Le mouvement social contre l’insécurité et l’immigration clandestine qui touche depuis quatre semaines l’archipel français de Mayotte, dans l’océan Indien, semblait s’acheminer vers une sortie de crise, avec une proposition de lever les barrages routiers.

Fatihou Ibrahim, porte-parole du collectif des citoyens, a annoncé mardi soir, au bout de cinq heures de négociations avec la ministre des Outre-Mer Annick Girardin, qu’une levée des barrages routiers serait proposée mercredi à la population.

Il faisait partie de la délégation du collectif des citoyens et de l’intersyndicale, à la tête du mouvement de contestation, ainsi que des élus reçus par la ministre, qui avait reçu un accueil très houleux à son arrivée lundi sur le petit département français, situé entre la côte orientale de l’Afrique et Madagascar.

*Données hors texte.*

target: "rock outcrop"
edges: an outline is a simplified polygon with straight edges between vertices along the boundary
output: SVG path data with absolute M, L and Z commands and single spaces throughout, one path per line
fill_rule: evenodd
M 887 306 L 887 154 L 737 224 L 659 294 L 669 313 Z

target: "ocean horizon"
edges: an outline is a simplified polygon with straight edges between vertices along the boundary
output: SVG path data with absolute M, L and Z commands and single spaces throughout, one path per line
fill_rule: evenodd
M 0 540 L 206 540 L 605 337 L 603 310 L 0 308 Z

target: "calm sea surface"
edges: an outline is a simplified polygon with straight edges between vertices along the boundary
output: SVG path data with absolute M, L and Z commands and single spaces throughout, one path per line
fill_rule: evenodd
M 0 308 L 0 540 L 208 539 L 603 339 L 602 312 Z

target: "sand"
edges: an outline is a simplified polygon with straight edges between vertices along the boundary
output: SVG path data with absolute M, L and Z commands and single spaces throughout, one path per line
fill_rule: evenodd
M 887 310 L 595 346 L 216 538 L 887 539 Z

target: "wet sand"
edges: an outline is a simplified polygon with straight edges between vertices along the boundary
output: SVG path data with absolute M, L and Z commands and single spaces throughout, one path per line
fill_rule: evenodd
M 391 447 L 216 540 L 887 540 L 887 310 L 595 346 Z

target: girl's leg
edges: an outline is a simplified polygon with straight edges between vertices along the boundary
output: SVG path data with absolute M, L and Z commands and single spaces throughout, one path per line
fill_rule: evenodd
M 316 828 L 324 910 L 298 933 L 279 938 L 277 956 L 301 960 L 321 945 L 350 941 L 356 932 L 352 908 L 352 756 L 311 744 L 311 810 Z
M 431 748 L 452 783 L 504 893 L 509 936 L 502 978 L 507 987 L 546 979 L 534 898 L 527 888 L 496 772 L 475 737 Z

« On a des avancées réelles, le plan de lutte contre l’insécurité est acté » et « la ministre s’est engagée à remettre plus d’Etat sur le territoire ». La population est appelée à se rassembler mercredi à Mamoudzou et « nous allons voir avec eux s’ils voient favorablement la levée des barrages », au moins pendant un mois, le temps que des études sur les moyens d’améliorer la sécurité et la présence de l’Etat soient présentées, a-t-il dit.

« Je souhaite le retour au calme dans le territoire le plus vite possible puisque nous avons devant nous un court mois de travail », a déclaré de son côté Mme Girardin.

Autre signe de détente. Les maires de Mayotte se sont engagés à organiser la législative partielle de dimanche prochain, a annoncé mardi soir le ministère des Outre-mer après « l’accord de principe » obtenu sur place « entre l’Etat, les élus, les syndicats et les collectifs ».

Plusieurs maires avaient menacé de ne pas organiser ce scrutin portant sur un siège. Le gouvernement avait promis la semaine dernière qu’il en assurerait lui-même le bon déroulement si nécessaire.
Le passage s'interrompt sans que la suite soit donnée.